I can pinpoint the year when collecting became a way of life. This year was 1985. Toys up until this point were just part of the day and were just what they were, TOYS! I was completely fine getting toys and if I got more, great, and if not, great.
It was the summer of 1985 that the collecting bug bit me. Now collecting was a way of life in our house growing up. My father had his WWII collection, coins and various other history related items and my mother had her sewing items and pins. So many pins and enlisted mens shirts and tanker boots as well as antiques. I could go on and on but that would take way too much time and I don't want to start on the aesthetics milk glass or demitasse cups. I did start to have quite a few GI Joes and Masters of the Universe figures but something came out and changed the way I viewed my toys. It wasn't even expensive, or the most detailed or articulated. These toys were only one color, didn't move and there were a lot of them.
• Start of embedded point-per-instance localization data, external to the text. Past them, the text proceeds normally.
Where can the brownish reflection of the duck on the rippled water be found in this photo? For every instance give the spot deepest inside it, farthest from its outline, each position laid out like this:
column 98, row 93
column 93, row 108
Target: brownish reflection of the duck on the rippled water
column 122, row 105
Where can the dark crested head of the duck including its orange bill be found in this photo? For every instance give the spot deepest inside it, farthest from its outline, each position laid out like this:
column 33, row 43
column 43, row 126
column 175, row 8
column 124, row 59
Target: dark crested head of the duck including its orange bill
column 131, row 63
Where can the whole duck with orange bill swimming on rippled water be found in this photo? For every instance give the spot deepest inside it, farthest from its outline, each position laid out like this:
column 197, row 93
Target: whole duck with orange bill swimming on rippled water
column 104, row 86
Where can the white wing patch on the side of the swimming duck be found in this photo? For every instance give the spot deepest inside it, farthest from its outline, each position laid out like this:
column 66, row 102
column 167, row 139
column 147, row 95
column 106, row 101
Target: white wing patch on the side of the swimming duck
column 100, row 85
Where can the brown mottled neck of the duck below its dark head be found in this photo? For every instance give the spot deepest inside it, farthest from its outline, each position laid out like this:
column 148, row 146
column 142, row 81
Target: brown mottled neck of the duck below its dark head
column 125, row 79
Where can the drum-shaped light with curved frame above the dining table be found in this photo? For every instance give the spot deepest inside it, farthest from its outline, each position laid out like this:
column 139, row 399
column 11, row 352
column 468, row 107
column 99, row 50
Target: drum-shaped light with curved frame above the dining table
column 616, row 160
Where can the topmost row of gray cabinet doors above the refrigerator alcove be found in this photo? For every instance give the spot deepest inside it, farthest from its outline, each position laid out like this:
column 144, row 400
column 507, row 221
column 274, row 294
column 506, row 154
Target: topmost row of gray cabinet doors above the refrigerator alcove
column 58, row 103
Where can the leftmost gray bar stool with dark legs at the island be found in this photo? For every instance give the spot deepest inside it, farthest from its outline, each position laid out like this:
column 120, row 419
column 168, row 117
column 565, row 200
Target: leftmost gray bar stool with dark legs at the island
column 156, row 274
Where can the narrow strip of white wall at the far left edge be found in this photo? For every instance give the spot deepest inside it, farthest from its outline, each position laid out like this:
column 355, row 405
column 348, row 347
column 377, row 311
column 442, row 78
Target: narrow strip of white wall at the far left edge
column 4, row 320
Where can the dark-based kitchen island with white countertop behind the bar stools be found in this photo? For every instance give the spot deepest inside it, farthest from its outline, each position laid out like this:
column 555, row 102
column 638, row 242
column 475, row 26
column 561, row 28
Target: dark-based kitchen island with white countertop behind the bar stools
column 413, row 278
This toy line was "M.U.S.C.L.E." (Millions of Unusual Small Creatures Lurking Everywhere) licensed by Mattel in 1985 from Bandai and was a simple group of pink immovable wrestlers from the planet MUSCLE with Kid Muscle, aka Muscleman, being the number one lucha libra styled wrestler that would protect Earth from Terri-Bull.
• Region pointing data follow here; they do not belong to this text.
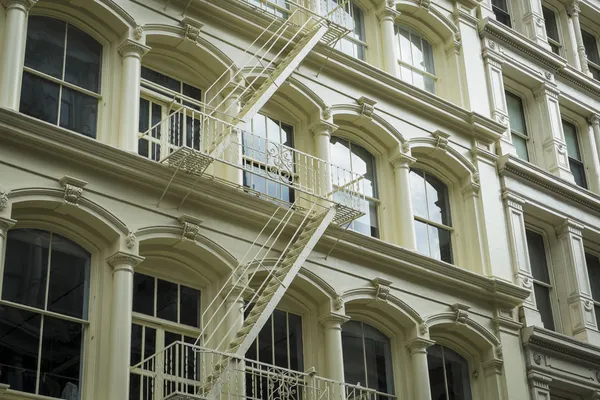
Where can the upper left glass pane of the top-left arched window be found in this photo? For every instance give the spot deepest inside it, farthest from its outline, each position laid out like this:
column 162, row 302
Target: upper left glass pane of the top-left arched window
column 45, row 49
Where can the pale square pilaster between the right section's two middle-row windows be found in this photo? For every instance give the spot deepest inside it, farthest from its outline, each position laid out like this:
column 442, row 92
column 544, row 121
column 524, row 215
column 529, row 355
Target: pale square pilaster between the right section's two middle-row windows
column 553, row 140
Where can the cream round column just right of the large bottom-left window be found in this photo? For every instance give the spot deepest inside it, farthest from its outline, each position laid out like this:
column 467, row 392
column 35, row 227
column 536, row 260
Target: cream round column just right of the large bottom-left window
column 120, row 323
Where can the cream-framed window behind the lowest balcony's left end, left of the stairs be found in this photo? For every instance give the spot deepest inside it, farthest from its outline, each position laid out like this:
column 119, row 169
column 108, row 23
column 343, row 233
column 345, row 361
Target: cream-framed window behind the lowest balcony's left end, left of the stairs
column 156, row 301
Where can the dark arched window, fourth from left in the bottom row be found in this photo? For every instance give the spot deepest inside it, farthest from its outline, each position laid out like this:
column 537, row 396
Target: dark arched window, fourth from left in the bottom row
column 367, row 357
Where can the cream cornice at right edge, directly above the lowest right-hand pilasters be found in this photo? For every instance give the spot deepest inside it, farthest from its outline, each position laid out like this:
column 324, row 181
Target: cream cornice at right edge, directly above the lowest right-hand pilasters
column 510, row 165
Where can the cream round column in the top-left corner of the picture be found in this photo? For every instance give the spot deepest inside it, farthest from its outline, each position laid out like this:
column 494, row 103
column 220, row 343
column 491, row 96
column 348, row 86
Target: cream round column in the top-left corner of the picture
column 13, row 52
Unlike today where small figures come in blind bags where you never know what you are going to get, Muscle came on a card with a clear bubble so you know what you are going to get. This was good and bad. Yes you could see what you were getting, but you may need only one figure and the other two would give you doubles. This was good for trading with your friends but in my school the kids were into Garbage Pail Kids trading. This was bad because now I needed to collect those too? I mean, Adam Bomb and Blasted Billy were cool but they were stickers.
The first three pack I got was from the A&P by our house. I stumbled upon them as we were passing from the frozen food section then through the isle of Generica. I still remember those yellow boxes with Helvetica text stating what was in the box: Noodles, Red Stuff, Not a Quaker Granola Bar. I can smell the store now, old recycled air with hint of pine-sol, and how I got Mr. T and G.I. Joe cereal from this very same store. This three pack led to another and another and another until I saw the nine pack. Oh my, a new world had opened up like a sinkhole in the earth. A complete collection? Quicker? Only our local Kmart had this and was a bit more pricey. Then there was a 27 pack!! TWENTY-SEVEN!!! Your could potentially buy 4 packs and have the entire set! This was great, but the price point was a bit too much for my little allowance to handle.
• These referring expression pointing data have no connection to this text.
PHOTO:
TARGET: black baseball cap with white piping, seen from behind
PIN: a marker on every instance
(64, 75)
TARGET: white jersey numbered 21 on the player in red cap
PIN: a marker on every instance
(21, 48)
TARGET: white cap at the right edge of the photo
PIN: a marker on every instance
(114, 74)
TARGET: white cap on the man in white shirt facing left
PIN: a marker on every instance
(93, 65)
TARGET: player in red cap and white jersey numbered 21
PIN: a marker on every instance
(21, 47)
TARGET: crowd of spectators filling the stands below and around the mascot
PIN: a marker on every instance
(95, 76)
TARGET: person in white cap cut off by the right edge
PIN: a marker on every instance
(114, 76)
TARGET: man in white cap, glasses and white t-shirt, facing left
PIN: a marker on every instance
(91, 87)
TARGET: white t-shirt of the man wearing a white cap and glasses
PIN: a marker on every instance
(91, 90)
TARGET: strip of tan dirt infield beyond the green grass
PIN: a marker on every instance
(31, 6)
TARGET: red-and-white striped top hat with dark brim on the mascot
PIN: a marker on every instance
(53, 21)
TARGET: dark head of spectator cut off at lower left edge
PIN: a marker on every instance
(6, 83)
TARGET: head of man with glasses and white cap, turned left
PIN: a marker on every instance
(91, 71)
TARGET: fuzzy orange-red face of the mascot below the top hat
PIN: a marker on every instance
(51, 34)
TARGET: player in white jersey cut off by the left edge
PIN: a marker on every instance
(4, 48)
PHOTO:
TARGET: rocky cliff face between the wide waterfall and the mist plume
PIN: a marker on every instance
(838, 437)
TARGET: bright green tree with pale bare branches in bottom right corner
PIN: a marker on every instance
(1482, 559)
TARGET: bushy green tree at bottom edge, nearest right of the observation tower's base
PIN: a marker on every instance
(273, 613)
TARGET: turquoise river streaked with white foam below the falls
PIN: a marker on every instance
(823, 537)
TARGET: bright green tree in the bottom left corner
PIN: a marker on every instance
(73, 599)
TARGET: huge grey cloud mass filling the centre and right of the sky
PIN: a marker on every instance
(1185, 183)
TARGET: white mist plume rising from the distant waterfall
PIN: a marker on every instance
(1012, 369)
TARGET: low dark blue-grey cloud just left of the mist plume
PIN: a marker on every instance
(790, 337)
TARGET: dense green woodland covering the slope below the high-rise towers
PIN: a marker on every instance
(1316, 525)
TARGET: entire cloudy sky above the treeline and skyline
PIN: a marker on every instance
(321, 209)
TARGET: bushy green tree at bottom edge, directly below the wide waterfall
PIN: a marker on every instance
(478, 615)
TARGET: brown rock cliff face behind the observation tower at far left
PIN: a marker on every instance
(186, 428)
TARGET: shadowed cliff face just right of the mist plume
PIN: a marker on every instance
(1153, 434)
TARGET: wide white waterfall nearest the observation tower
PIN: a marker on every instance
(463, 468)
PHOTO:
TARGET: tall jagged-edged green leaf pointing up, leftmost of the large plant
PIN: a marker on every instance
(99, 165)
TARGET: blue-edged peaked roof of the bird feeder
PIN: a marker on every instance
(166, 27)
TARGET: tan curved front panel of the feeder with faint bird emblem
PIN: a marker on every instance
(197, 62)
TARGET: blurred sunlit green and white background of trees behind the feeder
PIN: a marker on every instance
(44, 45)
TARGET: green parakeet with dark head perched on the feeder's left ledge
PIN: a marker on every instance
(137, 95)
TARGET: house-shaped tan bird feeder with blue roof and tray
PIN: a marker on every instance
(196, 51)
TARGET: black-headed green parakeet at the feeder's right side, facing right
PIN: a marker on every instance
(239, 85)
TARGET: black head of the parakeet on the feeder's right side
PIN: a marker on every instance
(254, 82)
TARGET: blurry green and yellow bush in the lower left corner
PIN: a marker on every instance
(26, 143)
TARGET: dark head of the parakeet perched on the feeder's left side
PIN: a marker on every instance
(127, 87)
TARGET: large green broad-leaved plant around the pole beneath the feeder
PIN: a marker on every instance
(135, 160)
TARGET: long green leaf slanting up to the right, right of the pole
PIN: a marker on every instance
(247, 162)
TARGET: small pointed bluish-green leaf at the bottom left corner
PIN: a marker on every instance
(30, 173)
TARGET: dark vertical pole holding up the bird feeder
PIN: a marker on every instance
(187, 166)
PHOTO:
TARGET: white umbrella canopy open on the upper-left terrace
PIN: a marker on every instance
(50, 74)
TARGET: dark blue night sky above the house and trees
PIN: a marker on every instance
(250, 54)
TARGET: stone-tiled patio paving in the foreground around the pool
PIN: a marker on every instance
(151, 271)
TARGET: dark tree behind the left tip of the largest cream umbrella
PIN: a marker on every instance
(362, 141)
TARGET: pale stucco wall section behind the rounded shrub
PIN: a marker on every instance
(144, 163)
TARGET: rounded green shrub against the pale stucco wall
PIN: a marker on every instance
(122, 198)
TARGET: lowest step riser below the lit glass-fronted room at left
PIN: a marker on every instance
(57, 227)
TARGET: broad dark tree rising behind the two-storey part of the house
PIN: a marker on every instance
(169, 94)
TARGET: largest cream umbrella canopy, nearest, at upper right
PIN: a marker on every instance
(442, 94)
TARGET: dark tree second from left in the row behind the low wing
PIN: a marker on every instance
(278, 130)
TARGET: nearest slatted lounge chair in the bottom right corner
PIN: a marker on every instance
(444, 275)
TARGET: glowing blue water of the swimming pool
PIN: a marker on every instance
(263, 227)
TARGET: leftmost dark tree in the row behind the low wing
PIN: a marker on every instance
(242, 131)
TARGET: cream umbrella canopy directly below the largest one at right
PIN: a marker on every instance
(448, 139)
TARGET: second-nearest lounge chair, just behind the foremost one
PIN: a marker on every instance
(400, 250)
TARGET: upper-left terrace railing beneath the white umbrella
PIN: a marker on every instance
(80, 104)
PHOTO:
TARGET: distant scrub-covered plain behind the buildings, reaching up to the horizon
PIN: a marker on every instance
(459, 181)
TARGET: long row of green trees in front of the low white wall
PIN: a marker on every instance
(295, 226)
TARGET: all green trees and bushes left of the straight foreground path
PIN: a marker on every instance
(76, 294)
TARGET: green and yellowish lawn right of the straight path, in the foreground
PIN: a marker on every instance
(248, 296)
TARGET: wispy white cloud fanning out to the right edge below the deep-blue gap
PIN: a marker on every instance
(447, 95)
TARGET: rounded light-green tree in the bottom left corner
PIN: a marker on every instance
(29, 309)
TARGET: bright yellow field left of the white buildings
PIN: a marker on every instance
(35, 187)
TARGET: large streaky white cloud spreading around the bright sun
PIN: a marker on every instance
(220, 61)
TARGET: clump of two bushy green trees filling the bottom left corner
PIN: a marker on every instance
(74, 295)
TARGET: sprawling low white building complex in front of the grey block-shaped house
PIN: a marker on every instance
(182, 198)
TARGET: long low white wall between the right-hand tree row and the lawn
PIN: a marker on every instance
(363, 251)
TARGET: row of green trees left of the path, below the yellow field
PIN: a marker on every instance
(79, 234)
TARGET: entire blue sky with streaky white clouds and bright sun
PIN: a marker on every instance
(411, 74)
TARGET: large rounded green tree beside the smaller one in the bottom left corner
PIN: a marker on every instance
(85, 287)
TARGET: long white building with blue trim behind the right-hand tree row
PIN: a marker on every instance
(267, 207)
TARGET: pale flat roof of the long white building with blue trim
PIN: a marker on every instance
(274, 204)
With shoebox full in hand, how on earth was I going to keep track of all these figures? A checklist would be great but who wants to look at a piece of paper? Then it dawned on me. I kept all of the card backs and eventually noticed that there was a poster checklist that could be gotten for a few proofs of purchase! I sent off for the poster right away. Now, there was the wait. Like Ralph in a Christmas Story, I checked the mail everyday hoping that each passing day would be the day. The poster finally arrived and was promptly put up next to my Goonies and Michael Jackson posters and check marks were placed by which figures I had.